I asked him if everyone was okay. “Yeah,” he said, “me and your mother aren’t dead or dying.”
I am almost forty-three and have never been summoned by my parents to discuss “very serious business.” This must be what it feels like to be a mafia soldier when the don calls unexpectedly. “Hey thirty-fingers, can you come by the social club? Use the back door and go to the basement.”
My mind became a rolodex and the cards every conceivable eventuality that would qualify as “very serious business.”
I drove over – very quickly – the good mafia soldier. I settled in on the couch – prepared for something disastrous like, “It’s time you know that you were adopted. We decided to tell you because of the possibility that your real father, Newt Gingrich, may get the GOP nomination.”

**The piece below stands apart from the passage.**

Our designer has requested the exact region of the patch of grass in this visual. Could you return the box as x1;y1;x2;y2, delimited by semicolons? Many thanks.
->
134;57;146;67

“Well,” my dad said. Here it comes, I thought. “You know we are going to be in Florida next month. I can’t drive far anymore. Do you think you could come down there before we leave and travel with us back here?”
I wasn’t going to get whacked, Newt wasn’t my father (thank God for all that is holy). The racing thoughts, the dire predictions, the 85 MPH car trip was all to ask me if I could fly to Florida, load my parents and their car on an Amtrak train, ride overnight while we have dinner in the dining car, sleep in a sleeper car, get off the train in DC and drive them back to Pittsburgh.
Why they had to tell me in person, on Saturday morning, after a cryptic phone call is a question that will never be answered.
As I gathered my coat and my mental acuity, I asked if they had alcohol on the train.
“Wine with dinner and drinks in the lounge car,” My dad said. “But we usually sneak on a pop bottle full of Manhattans.” All aboard.